Gender Pay Equity in the #MeToo Era

Much has been written and said about the #MeToo Movement and its implications for em- ployers around the nation and in Colorado. Questions abound regarding how to handle sexual harassment allegations in the workplace in light of new emphasis on rooting out gender bias and abuse at work. Another long-simmering and related issue also merits attention by Colorado employers in light of existing laws and new state law trends: It has been widely reported that women earn less money than men for the same work. According to the U.S. Bureau of Labor Statistics, in 2016 full-time working women earned just 82 cents of every dollar earned by their male colleagues, across all professions.1

Several factors impact this disparity, and discussion of all of them is beyond the scope of this article. However, examples from the legal profession are illustrative of the problem.
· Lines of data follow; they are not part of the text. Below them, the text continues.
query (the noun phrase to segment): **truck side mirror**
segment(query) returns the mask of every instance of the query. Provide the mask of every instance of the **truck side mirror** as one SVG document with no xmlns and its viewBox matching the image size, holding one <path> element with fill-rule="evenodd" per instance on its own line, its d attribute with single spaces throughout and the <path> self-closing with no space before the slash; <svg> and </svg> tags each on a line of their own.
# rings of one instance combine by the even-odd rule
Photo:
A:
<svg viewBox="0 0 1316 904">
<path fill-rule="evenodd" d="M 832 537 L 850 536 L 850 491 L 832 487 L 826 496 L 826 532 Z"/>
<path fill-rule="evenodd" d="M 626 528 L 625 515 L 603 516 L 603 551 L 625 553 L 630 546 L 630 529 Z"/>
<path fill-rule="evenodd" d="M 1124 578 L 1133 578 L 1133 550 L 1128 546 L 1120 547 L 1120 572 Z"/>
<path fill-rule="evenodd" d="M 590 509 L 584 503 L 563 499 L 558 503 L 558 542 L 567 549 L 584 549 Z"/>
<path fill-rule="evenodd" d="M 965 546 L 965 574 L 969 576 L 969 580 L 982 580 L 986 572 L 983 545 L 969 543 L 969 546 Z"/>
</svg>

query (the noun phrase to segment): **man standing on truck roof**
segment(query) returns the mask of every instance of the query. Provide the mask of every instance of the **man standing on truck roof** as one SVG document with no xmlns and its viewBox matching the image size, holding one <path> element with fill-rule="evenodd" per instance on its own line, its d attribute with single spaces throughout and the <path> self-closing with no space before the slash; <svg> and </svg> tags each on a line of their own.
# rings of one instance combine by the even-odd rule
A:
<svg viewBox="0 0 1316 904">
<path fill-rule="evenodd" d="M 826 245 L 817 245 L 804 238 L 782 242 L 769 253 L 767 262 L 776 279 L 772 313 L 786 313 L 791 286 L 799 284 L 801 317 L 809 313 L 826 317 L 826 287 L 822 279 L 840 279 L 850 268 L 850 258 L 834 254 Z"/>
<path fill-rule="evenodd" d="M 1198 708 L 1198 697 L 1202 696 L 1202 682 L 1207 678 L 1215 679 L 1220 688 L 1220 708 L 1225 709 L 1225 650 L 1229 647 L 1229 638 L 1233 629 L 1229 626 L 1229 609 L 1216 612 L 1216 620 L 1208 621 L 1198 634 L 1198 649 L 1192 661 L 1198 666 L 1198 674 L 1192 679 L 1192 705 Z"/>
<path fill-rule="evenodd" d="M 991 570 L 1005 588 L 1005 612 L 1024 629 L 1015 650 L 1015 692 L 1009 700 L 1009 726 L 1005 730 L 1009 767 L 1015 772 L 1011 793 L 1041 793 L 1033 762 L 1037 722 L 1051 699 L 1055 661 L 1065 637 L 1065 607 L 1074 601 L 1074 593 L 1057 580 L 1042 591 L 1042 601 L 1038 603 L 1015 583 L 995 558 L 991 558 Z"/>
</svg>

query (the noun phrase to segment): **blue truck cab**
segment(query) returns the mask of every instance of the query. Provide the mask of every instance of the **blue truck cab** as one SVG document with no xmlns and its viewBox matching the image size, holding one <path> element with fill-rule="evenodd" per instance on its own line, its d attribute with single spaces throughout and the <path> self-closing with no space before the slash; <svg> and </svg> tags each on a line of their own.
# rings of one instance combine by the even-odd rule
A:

Across all positions in the legal field as of 2014, women earned 57% of every dollar earned by a man.2 For full-time female lawyers, the median pay in 2014 was 77.4% of the pay earned by their male counterparts.3 The gender pay gap between male and female lawyers persists regardless of whether the female takes time for family responsibilities or has no children.4

Female attorneys are also significantly more likely to take inactive status than their male counterparts over time.5 The accompanying charts demonstrate the precipitous decline of female lawyers actively engaged in the practice of law over time as compared to their male counterparts.6 The evidence shows that female lawyers consistently earn less than male lawyers and tend to leave the legal field earlier in their careers.